Finch became the first female manager of a professional team when she served as guest manager of the Atlantic League's Bridgeport Bluefish for a late-May game against the Southern Maryland Blue Crabs.
Finch signed autographs, set the lineup, threw out the ceremonial first pitch and led the Bluefish to a win.
Siegal will follow in Finch's footsteps when she leads the Pacific Association's San Rafael Pacifics for two days as their guest manager in June.
Siegal is the logical candidate to become the first full-time female manager in pro baseball. Now it's just a matter of getting the offer.
Siegal already has served as a coach on the Division III Springfield (Mass.) team. She was the first-base coach with the independent Brockton Rox in 2009, becoming the first female coach on a men's pro baseball team. She's also thrown batting practice to multiple big league teams. She has attended MLB's scout school.
Might it be a promotional stunt? Sure. Will that detract from the opportunity for a woman who wants to coach baseball? Not at all.
More Than A Stunt
Compared to what happens on a regular basis in indy ball, the idea of a female manager seems positively normal.
An indy team has had its lineup set by internet voters (Schaumburg Flyers). An indy team has let the David Letterman Show's Biff Henderson get an at-bat (Brockton Rox). One year there was an attempt to let a game be decided by playing the final three innings on an Xbox (Kansas City T-Bones), though the plan was nixed by the league office.
Earning a roster spot simply because you can sell tickets? Eri Yoshida pitched for three seasons in indy ball despite a 7.62 ERA and a 57-to-17 walk-to-strikeout ratio. The "Knuckle Princess" kept getting chances because the crowds that came to see her kept the other players employed.
But that doesn't look all that out of place in indy ball. Yoshida's case isn't much different than that of Jose Canseco, who still pops up from time to time in independent leagues based entirely on the basis of his ability to sell tickets.
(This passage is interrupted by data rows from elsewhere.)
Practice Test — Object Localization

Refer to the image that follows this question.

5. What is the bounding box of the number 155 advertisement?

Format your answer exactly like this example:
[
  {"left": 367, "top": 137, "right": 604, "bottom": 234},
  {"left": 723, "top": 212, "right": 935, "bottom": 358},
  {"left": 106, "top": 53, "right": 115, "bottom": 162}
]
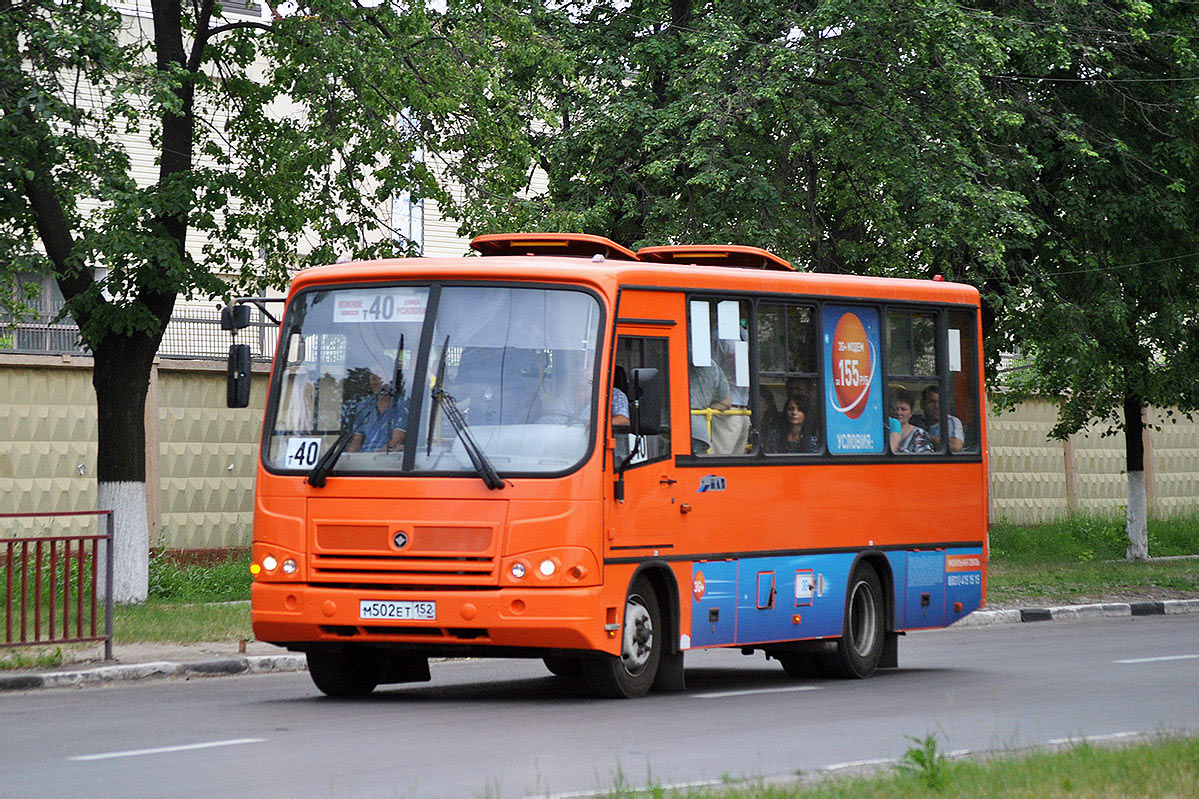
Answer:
[{"left": 823, "top": 305, "right": 885, "bottom": 455}]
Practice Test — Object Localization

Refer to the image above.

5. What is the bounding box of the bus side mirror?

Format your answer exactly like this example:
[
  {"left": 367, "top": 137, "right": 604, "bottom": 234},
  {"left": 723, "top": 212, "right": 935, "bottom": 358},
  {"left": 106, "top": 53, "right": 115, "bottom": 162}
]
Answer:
[
  {"left": 225, "top": 343, "right": 249, "bottom": 408},
  {"left": 628, "top": 368, "right": 662, "bottom": 435},
  {"left": 221, "top": 304, "right": 249, "bottom": 328}
]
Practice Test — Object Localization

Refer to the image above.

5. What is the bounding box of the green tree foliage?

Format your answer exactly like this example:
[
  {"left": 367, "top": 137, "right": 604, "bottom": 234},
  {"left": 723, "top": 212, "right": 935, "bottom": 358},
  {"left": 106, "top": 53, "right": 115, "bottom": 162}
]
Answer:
[
  {"left": 995, "top": 0, "right": 1199, "bottom": 558},
  {"left": 0, "top": 0, "right": 538, "bottom": 596}
]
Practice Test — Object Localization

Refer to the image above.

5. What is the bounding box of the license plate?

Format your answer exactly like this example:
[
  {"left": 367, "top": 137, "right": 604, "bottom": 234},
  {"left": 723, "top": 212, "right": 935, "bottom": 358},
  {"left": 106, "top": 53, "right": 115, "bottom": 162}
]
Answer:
[{"left": 359, "top": 600, "right": 438, "bottom": 621}]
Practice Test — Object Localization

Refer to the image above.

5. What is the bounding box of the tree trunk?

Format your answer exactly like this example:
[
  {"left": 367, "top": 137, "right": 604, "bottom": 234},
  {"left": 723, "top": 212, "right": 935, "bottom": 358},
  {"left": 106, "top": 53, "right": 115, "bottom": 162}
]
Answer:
[
  {"left": 91, "top": 334, "right": 161, "bottom": 602},
  {"left": 1125, "top": 391, "right": 1149, "bottom": 560}
]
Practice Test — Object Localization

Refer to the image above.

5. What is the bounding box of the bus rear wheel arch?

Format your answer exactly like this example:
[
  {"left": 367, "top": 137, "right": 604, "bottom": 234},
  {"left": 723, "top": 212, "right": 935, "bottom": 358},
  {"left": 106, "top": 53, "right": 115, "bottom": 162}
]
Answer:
[{"left": 818, "top": 559, "right": 887, "bottom": 679}]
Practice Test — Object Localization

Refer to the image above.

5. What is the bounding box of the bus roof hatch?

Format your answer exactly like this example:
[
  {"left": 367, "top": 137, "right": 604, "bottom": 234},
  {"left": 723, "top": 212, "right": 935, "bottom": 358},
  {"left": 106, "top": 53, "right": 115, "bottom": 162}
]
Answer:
[
  {"left": 637, "top": 245, "right": 795, "bottom": 272},
  {"left": 470, "top": 233, "right": 640, "bottom": 260}
]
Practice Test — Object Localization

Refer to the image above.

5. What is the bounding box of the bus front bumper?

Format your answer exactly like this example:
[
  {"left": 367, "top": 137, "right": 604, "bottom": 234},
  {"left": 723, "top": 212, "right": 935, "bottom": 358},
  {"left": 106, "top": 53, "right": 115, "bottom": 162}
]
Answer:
[{"left": 251, "top": 582, "right": 621, "bottom": 654}]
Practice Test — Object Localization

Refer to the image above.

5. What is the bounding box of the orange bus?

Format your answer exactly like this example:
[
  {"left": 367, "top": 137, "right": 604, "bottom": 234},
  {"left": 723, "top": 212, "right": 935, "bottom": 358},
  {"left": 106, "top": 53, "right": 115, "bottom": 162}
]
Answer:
[{"left": 227, "top": 234, "right": 987, "bottom": 697}]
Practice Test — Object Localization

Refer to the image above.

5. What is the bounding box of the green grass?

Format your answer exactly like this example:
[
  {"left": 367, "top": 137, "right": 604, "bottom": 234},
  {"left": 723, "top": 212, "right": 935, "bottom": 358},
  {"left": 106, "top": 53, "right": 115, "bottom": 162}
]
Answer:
[
  {"left": 990, "top": 516, "right": 1199, "bottom": 563},
  {"left": 987, "top": 517, "right": 1199, "bottom": 605},
  {"left": 113, "top": 600, "right": 254, "bottom": 644},
  {"left": 150, "top": 553, "right": 251, "bottom": 602},
  {"left": 597, "top": 738, "right": 1199, "bottom": 799},
  {"left": 113, "top": 554, "right": 254, "bottom": 643}
]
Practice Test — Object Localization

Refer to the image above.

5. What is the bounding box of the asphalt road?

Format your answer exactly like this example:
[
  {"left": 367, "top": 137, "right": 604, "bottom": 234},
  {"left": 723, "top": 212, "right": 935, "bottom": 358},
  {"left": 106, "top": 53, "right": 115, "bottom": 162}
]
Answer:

But hiring a female manager is not simply a promotional stunt to sell tickets. There's no reason a woman wouldn't be able to do a good job managing a team.
If the team doesn't win, then the move will likely still sell tickets, draw attention and add to a team's recognition. If it does work on the field as well as at the box office, then the team that made the move will be remembered as a trailblazer in addition to selling
"I'm a dad of three girls. The more I thought about this, I thought, 'Why the hell not? Someone has to give this a try,' " said Chris Carminucci, the Diamondbacks scout who hired Siegal as a coach when he was managing in Brockton.
Indy ball teams have dipped a toe in the waters with these guest-manager gigs. But before too long, an indy ball team somewhere is going to reap the rewards of taking a much bigger step.